Cherche la saint Valentin (suite)

« Papa, houhou, si tu dors toute l’après-midi tu ne sauras plus dormir ce soir ». « Gamin, tu parles comme un prophète ». « Papa, tu te rappelles de ma question ? ». « Gamin, si j’avais collectionné toutes tes questions, je serais le plus grand collectionneur du monde, hein. Arrête de te tortiller et pose moi la question ». « Papa ». « Hé, ho, tu n’es pas obligé de te mettre au garde-à-vous et de lever le doigt, hein ». « Papa, est-ce que je peux venir dormir ici le soir de la saint Valentin ? ». « Explique moi pourquoi ce jour là ». « Parce que maman va au restaurant ». « Ah bon. Elle a gagné le gros lot, elle s’offre le restaurant ? ». « Non, elle est invitée. Et comme elle sait que toi, tu ne sortiras certainement pas, elle m’a demandé de te ». « Stop. J’ai compris. Et les vieux, je veux dire Papy et Mamy, ils sortent aussi, peut-être ? ». « Oui, mais pas avec maman ». « Ah bon ! Mamy a été amputée des deux bras et elle ne sait plus cuisiner ? ». « C’est Papy. Il s’est disputé avec Mamy. Il doit se faire pardonner.

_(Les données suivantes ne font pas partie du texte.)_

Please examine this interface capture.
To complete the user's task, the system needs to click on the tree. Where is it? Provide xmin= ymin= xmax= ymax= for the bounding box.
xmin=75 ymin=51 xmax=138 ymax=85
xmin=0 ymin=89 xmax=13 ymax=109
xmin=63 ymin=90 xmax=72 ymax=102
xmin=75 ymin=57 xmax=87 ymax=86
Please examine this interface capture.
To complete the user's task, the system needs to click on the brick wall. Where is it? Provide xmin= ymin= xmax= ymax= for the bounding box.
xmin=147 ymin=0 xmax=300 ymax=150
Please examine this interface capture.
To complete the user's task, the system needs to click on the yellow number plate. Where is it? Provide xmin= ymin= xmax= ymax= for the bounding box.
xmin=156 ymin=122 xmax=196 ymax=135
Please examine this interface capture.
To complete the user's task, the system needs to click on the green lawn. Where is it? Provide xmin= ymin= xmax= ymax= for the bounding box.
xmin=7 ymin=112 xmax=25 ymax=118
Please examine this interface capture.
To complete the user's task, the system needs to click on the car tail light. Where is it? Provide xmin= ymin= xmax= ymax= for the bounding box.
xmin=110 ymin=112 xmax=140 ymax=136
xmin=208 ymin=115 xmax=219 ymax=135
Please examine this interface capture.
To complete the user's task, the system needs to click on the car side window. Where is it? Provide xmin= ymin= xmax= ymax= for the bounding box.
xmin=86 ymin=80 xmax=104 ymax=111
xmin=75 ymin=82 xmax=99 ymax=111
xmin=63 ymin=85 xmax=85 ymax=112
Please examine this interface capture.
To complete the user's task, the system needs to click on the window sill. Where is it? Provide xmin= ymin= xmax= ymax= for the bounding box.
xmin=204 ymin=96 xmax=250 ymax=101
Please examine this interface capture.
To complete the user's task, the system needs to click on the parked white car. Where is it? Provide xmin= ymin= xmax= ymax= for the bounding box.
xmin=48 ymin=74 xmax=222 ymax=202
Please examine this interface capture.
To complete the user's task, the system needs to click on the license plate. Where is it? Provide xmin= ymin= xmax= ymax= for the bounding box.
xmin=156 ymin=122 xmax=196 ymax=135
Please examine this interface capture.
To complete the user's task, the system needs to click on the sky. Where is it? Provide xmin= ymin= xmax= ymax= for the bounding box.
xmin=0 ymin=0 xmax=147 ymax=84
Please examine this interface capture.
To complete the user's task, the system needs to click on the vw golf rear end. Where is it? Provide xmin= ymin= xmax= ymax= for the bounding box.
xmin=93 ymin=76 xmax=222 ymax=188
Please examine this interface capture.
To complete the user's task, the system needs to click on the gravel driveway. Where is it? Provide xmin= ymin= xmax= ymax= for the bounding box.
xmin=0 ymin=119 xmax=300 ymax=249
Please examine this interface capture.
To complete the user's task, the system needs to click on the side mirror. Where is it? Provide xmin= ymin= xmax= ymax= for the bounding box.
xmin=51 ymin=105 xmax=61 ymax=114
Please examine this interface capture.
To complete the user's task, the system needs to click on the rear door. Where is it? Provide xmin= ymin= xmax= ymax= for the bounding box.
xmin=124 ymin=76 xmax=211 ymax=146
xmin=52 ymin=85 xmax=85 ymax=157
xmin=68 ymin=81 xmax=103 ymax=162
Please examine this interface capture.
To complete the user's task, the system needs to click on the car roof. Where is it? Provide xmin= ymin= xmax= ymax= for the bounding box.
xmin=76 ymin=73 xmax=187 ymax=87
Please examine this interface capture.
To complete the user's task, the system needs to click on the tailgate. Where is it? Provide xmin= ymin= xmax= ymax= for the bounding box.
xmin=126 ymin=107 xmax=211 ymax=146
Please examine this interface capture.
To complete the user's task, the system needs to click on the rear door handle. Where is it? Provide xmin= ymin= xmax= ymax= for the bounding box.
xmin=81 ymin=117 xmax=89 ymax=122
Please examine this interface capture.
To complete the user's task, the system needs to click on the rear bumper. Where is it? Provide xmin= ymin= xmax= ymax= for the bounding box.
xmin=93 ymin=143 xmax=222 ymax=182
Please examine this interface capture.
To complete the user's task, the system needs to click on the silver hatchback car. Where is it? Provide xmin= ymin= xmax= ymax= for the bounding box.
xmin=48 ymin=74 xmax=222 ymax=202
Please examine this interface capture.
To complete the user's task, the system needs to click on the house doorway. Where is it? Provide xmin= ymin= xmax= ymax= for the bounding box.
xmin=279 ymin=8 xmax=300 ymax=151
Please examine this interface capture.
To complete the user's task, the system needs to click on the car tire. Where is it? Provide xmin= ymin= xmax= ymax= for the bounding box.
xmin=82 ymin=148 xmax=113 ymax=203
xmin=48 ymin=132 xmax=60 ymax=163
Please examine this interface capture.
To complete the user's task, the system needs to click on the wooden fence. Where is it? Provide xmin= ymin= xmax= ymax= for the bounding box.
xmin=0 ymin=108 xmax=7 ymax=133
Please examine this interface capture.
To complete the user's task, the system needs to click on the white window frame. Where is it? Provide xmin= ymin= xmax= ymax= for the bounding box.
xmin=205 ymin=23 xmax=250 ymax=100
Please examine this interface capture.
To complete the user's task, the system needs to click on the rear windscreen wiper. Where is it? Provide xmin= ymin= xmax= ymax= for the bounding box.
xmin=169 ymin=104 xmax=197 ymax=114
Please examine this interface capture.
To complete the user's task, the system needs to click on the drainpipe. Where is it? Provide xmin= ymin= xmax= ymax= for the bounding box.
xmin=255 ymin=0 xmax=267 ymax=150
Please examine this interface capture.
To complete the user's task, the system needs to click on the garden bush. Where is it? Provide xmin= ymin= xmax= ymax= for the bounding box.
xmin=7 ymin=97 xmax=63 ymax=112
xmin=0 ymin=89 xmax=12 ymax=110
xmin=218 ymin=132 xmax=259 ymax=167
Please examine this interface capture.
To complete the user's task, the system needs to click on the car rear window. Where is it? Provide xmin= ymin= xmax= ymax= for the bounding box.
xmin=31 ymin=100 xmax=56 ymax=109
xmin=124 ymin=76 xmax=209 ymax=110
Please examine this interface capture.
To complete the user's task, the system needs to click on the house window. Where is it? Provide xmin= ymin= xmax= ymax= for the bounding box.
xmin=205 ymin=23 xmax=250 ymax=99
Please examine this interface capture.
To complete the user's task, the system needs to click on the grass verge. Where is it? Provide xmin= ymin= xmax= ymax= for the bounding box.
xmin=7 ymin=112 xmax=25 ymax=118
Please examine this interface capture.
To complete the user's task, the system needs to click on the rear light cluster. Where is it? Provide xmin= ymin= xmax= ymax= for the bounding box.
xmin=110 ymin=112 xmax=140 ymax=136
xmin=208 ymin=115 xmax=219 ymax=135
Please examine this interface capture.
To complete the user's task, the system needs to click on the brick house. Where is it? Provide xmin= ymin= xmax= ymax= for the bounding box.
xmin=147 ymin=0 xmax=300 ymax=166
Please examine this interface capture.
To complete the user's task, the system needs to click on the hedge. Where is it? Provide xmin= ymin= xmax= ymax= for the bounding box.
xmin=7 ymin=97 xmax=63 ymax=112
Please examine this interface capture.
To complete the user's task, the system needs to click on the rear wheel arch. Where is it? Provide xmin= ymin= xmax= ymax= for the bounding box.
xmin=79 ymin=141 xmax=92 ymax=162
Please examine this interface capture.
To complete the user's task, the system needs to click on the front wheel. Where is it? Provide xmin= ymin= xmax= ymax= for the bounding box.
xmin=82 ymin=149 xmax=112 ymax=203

Il m’a dit que des fleurs c’est con parce que ça ne se mange pas ». « Il aurait mieux fait de lui offrir un vibromasseur ». « Je vais le lui dire, papa ». « Gamin, tu n’as rien entendu, compris. Mamy n’a pas besoin d’un mixer, hein, un mixer, tu sais, un mixer pour faire la soupe. Elle en a déjà un ».

07/02/2008

Cherche la saint Valentin

« Papa, tu fais quoi à la Saint Valentin ? ». « C’est quand, ça ? ». « C’est mercredi prochain ». « Quoi ! Encore un congé pédagogique ? ». « Mais, papa, c’est pour le soir. Que fais-tu le soir ? ». « Gamin, le soir, je dors. Parce que le lendemain du soir je travaille. Alors, que ce soit saint Valentin, saint Glinglin ou sainte Nitouche qui a chatouille quand on la touche, je m’en fiche de chez contrefiche. Gamin, regarde-moi dans les yeux et dis-moi tout ». « C’est pas possible, papa, tu fixes des yeux la poêle où cuit la chipolata ». « Gamin, ne m’énerve pas, veux-tu. Je connais des papas qui ont de la chance : ils ont un gamin qui veut des steaks hachés. Hop, d’un côté, ça cuit, le temps d’aller faire pipi et hop, de l’autre côté, et c’est cuit. Si tu ne fixes pas mes yeux, fixe au moins la chipolata pour qu’elle arrête de se tortiller. Et toi aussi, arrête de te tortiller. J’ai l’impression que tu as avalé une dizaine de chewing gum. Tu es en caoutchouc ou quoi ? ». « Papa, je peux dormir ici le soir de la saint Valentin ? ». « Ecoute, nous allons manger, tu te surveilleras pendant que tu feras tes devoirs et, après ma sieste, tu me reposeras la question ». « Oui, papa ». « Gamin, à table ».